Leaching black sands is a HUGELY difficult prospect because you have no idea what other metals are present, how much sulfide there is, and what other minerals are there which could also react and produce unexpected complexes.

Smelting is best with black sand concentrates. Otherwise, for SMALL amounts of black sand, you CAN use HCl to remove a fair amount of junk... but it takes quite a long time and uses a lot of HCl.


----------



## Jesudass (Oct 29, 2022)

Yggdrasil said:


> What is this question aimed at?
> There has been no discussion regarding Sulfamic here??
> Ask questions in related threads please.


Hi there, I was going through this conversations. Somewhere on top there is a thread suggest to use sulfamic acid its better solution to denox nitric than urea. If you don't mind could you guide me on this appreciate your kind assistance. 

Firstly I might have to much nitric in my solution therefore I try to denox with urea. I had to use few spoons to denox but It result to never ending bubble. So I decided to start precipitate some gold with smb unfortunately fail. However I have already test the solution with stannous chloride it has a good volume of gold. Therefore I don't understand what went wrong my solution is filled with smb now.


----------



## Yggdrasil (Oct 30, 2022)

Jesudass said:


> Hi there, I was going through this conversations. Somewhere on top there is a thread suggest to use sulfamic acid its better solution to denox nitric than urea. If you don't mind could you guide me on this appreciate your kind assistance.
> 
> Firstly I might have to much nitric in my solution therefore I try to denox with urea. I had to use few spoons to denox but It result to never ending bubble. So I decided to start precipitate some gold with smb unfortunately fail. However I have already test the solution with stannous chloride it has a good volume of gold. Therefore I don't understand what went wrong my solution is filled with smb now.

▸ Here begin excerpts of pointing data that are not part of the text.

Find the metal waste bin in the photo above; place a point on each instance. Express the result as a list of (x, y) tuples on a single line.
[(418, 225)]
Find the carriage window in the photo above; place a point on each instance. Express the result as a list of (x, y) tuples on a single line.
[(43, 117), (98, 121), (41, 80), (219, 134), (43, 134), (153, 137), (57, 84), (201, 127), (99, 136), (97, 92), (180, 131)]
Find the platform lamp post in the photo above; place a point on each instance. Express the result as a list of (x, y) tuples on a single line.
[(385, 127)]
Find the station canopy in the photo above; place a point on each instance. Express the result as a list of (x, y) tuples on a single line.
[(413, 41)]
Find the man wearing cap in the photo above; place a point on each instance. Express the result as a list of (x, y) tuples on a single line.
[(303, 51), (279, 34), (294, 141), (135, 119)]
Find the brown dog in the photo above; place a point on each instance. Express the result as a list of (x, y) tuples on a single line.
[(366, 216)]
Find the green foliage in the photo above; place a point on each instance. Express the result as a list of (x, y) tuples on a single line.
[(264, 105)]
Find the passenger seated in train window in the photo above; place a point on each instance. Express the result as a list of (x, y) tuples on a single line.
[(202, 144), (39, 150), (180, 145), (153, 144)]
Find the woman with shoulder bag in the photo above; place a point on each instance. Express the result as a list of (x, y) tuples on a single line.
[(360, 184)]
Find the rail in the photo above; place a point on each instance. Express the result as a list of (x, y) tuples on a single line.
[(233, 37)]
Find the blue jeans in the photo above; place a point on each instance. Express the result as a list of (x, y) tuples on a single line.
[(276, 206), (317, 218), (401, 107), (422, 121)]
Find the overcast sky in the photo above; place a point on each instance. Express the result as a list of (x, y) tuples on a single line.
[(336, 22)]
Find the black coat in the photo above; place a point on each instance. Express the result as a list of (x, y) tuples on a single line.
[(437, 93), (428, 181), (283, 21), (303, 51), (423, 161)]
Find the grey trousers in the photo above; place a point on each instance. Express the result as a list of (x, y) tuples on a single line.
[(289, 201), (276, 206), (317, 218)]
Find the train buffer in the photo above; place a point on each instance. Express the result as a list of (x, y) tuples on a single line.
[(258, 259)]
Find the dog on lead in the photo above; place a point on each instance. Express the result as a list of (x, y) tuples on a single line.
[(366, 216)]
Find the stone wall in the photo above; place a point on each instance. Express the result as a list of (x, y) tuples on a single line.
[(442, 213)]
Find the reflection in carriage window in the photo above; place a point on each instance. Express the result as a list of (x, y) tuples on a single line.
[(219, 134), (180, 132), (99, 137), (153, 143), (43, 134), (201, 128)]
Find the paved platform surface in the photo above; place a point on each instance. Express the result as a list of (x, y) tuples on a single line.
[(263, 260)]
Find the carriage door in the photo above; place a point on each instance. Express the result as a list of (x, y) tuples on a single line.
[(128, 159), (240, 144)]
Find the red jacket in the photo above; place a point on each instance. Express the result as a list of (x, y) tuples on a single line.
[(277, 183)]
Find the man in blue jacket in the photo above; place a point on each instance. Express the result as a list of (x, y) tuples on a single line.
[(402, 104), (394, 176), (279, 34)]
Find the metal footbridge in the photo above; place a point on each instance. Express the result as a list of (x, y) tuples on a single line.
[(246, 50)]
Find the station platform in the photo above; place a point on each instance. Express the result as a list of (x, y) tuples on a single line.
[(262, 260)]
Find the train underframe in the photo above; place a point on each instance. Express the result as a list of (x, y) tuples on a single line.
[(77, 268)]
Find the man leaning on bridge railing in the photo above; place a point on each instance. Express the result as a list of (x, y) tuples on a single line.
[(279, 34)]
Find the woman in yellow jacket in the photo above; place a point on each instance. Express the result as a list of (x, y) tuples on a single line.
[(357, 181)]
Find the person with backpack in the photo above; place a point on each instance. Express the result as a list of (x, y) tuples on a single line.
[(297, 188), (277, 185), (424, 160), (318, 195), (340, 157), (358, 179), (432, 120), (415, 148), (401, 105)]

It is getting harder to find information here.
There are at least three reasons for that.
One is the shear number of threads.
Two is our policy of not deleting threads/posts
Three is the highjacking posting in unrelated threads.

Well back to you
It is always much easier to give a good answer to people who quote the origin/cause of their question of the same reasons I mentioned.

Answer:
I have not used Sulfamic acid at all, it is my understanding though that most people buy Sulfamic acid as a solid and use straight or dissolves to a saturated mix before use.
It has to be used hot, around 80 Centigrade to work.
Search the forum and you will find it.


----------



## Jesudass (Oct 30, 2022)

Hi Sir thank you for your prompt response. I'm just a newbie I will be extra aware on the threads next time cheers


----------



## Yggdrasil (Oct 30, 2022)

Jesudass said:


> Hi Sir thank you for your prompt response. I'm just a newbie I will be extra aware on the threads next time cheers


No one is a born expert.
So welcome to us, it is likely the best place to learn


----------